In Spain, the CEQ was validated by Soriano Vidal et al. in 2016 [30], and it is referred to as the Spanish version of the CEQ instrument (CEQ-E). As previously mentioned, the CEQ has been associated with some psychometric issues. Furthermore, recent studies on childbirth experiences worldwide are utilizing the new version of the CEQ, the CEQ 2.0. Since this version has not been validated in Spain, there is consideration for validating it in the Spanish context. This would enable future comparisons of results. Therefore, the objective of this study to adapt the CEQ 2.0 to the Spanish context and evaluate its psychometric properties.

Methods

This research was conducted in two stages.

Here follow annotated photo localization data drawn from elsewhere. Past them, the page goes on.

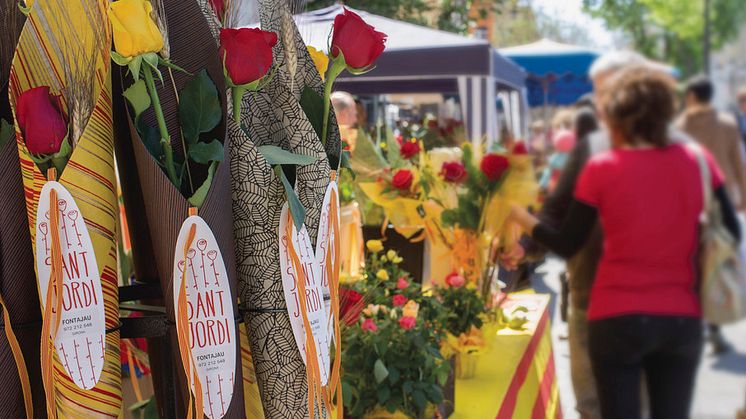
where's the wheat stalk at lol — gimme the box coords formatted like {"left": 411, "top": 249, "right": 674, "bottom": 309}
{"left": 40, "top": 0, "right": 107, "bottom": 148}
{"left": 151, "top": 0, "right": 170, "bottom": 60}
{"left": 281, "top": 7, "right": 297, "bottom": 92}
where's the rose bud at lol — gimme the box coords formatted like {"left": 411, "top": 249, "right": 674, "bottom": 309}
{"left": 220, "top": 28, "right": 277, "bottom": 86}
{"left": 440, "top": 161, "right": 467, "bottom": 183}
{"left": 480, "top": 153, "right": 510, "bottom": 182}
{"left": 331, "top": 8, "right": 386, "bottom": 70}
{"left": 108, "top": 0, "right": 165, "bottom": 59}
{"left": 17, "top": 86, "right": 67, "bottom": 155}
{"left": 391, "top": 169, "right": 414, "bottom": 191}
{"left": 399, "top": 141, "right": 421, "bottom": 160}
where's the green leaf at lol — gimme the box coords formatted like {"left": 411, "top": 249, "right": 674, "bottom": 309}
{"left": 187, "top": 161, "right": 218, "bottom": 208}
{"left": 412, "top": 389, "right": 427, "bottom": 410}
{"left": 179, "top": 70, "right": 222, "bottom": 143}
{"left": 123, "top": 79, "right": 151, "bottom": 122}
{"left": 111, "top": 50, "right": 133, "bottom": 66}
{"left": 0, "top": 119, "right": 14, "bottom": 149}
{"left": 188, "top": 140, "right": 224, "bottom": 164}
{"left": 387, "top": 365, "right": 400, "bottom": 384}
{"left": 342, "top": 381, "right": 353, "bottom": 407}
{"left": 258, "top": 145, "right": 317, "bottom": 166}
{"left": 373, "top": 359, "right": 389, "bottom": 384}
{"left": 376, "top": 385, "right": 391, "bottom": 404}
{"left": 18, "top": 1, "right": 31, "bottom": 15}
{"left": 128, "top": 56, "right": 143, "bottom": 81}
{"left": 299, "top": 86, "right": 325, "bottom": 141}
{"left": 277, "top": 166, "right": 306, "bottom": 230}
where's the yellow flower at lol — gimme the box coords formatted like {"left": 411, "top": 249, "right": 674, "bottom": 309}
{"left": 386, "top": 250, "right": 397, "bottom": 260}
{"left": 392, "top": 256, "right": 403, "bottom": 264}
{"left": 366, "top": 239, "right": 383, "bottom": 253}
{"left": 403, "top": 300, "right": 419, "bottom": 319}
{"left": 380, "top": 255, "right": 388, "bottom": 262}
{"left": 376, "top": 269, "right": 389, "bottom": 281}
{"left": 307, "top": 46, "right": 329, "bottom": 81}
{"left": 108, "top": 0, "right": 164, "bottom": 58}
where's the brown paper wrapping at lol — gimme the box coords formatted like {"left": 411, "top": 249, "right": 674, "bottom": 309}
{"left": 113, "top": 0, "right": 244, "bottom": 416}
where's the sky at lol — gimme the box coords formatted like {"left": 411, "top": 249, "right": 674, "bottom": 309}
{"left": 531, "top": 0, "right": 616, "bottom": 49}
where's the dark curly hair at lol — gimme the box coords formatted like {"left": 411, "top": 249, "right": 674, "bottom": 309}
{"left": 601, "top": 66, "right": 677, "bottom": 147}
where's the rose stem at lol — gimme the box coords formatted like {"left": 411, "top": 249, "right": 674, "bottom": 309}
{"left": 167, "top": 67, "right": 194, "bottom": 194}
{"left": 321, "top": 60, "right": 346, "bottom": 147}
{"left": 143, "top": 65, "right": 179, "bottom": 188}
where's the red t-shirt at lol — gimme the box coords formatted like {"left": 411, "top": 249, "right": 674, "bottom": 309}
{"left": 574, "top": 143, "right": 724, "bottom": 320}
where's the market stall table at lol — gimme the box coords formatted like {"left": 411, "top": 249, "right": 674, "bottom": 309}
{"left": 451, "top": 293, "right": 562, "bottom": 419}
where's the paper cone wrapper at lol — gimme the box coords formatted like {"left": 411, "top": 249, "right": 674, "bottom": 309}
{"left": 8, "top": 0, "right": 121, "bottom": 415}
{"left": 0, "top": 138, "right": 45, "bottom": 417}
{"left": 113, "top": 0, "right": 245, "bottom": 416}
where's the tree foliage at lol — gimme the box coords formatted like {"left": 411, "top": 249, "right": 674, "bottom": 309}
{"left": 582, "top": 0, "right": 746, "bottom": 76}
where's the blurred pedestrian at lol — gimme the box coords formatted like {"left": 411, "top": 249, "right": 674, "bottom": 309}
{"left": 499, "top": 50, "right": 647, "bottom": 419}
{"left": 539, "top": 129, "right": 577, "bottom": 194}
{"left": 510, "top": 66, "right": 741, "bottom": 419}
{"left": 331, "top": 91, "right": 358, "bottom": 152}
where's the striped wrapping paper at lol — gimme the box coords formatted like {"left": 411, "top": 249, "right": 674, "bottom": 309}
{"left": 7, "top": 0, "right": 121, "bottom": 416}
{"left": 112, "top": 0, "right": 245, "bottom": 416}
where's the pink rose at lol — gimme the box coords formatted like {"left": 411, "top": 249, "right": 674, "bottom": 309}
{"left": 445, "top": 272, "right": 466, "bottom": 288}
{"left": 399, "top": 316, "right": 416, "bottom": 330}
{"left": 396, "top": 277, "right": 409, "bottom": 290}
{"left": 361, "top": 318, "right": 378, "bottom": 332}
{"left": 392, "top": 294, "right": 407, "bottom": 307}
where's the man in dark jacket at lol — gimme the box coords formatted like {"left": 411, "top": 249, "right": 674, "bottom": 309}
{"left": 499, "top": 50, "right": 648, "bottom": 419}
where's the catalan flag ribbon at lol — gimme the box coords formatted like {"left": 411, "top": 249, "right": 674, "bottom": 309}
{"left": 8, "top": 0, "right": 122, "bottom": 416}
{"left": 452, "top": 294, "right": 562, "bottom": 419}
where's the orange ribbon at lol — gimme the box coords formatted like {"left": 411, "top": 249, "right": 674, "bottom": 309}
{"left": 285, "top": 211, "right": 325, "bottom": 418}
{"left": 176, "top": 207, "right": 204, "bottom": 418}
{"left": 41, "top": 168, "right": 64, "bottom": 418}
{"left": 325, "top": 175, "right": 343, "bottom": 418}
{"left": 0, "top": 293, "right": 33, "bottom": 418}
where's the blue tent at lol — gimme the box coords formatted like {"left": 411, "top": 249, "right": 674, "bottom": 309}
{"left": 501, "top": 39, "right": 599, "bottom": 108}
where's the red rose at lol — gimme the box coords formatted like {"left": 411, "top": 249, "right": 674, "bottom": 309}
{"left": 219, "top": 28, "right": 277, "bottom": 86}
{"left": 440, "top": 161, "right": 467, "bottom": 183}
{"left": 427, "top": 119, "right": 438, "bottom": 129}
{"left": 17, "top": 86, "right": 67, "bottom": 155}
{"left": 331, "top": 8, "right": 386, "bottom": 69}
{"left": 399, "top": 316, "right": 416, "bottom": 330}
{"left": 445, "top": 272, "right": 465, "bottom": 288}
{"left": 392, "top": 294, "right": 407, "bottom": 307}
{"left": 340, "top": 288, "right": 364, "bottom": 325}
{"left": 391, "top": 169, "right": 413, "bottom": 191}
{"left": 513, "top": 142, "right": 528, "bottom": 155}
{"left": 396, "top": 277, "right": 409, "bottom": 290}
{"left": 399, "top": 141, "right": 420, "bottom": 160}
{"left": 480, "top": 153, "right": 509, "bottom": 182}
{"left": 361, "top": 318, "right": 377, "bottom": 332}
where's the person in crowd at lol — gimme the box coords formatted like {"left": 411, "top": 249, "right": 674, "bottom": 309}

  • 1st Stage: Methodological study. The translation and transcultural adaptation of the Childbirth Experience Questionnaire 2.0 (CEQ 2.0) were carried out, with an assessment of content validity through expert testing and facial validity, through cognitive interviews and a pilot test in the target population.

  • 2nd Stage: Cross-sectional study in a validation sample for the evaluation of construct validity and reliability (internal consistency and temporal stability).

Stage 1

Starting Instrument

The starting instrument was the Childbirth Experience Questionnaire version 2.0 (CEQ 2.0) in its English version [41], provided by its author (Dr A. Dencker).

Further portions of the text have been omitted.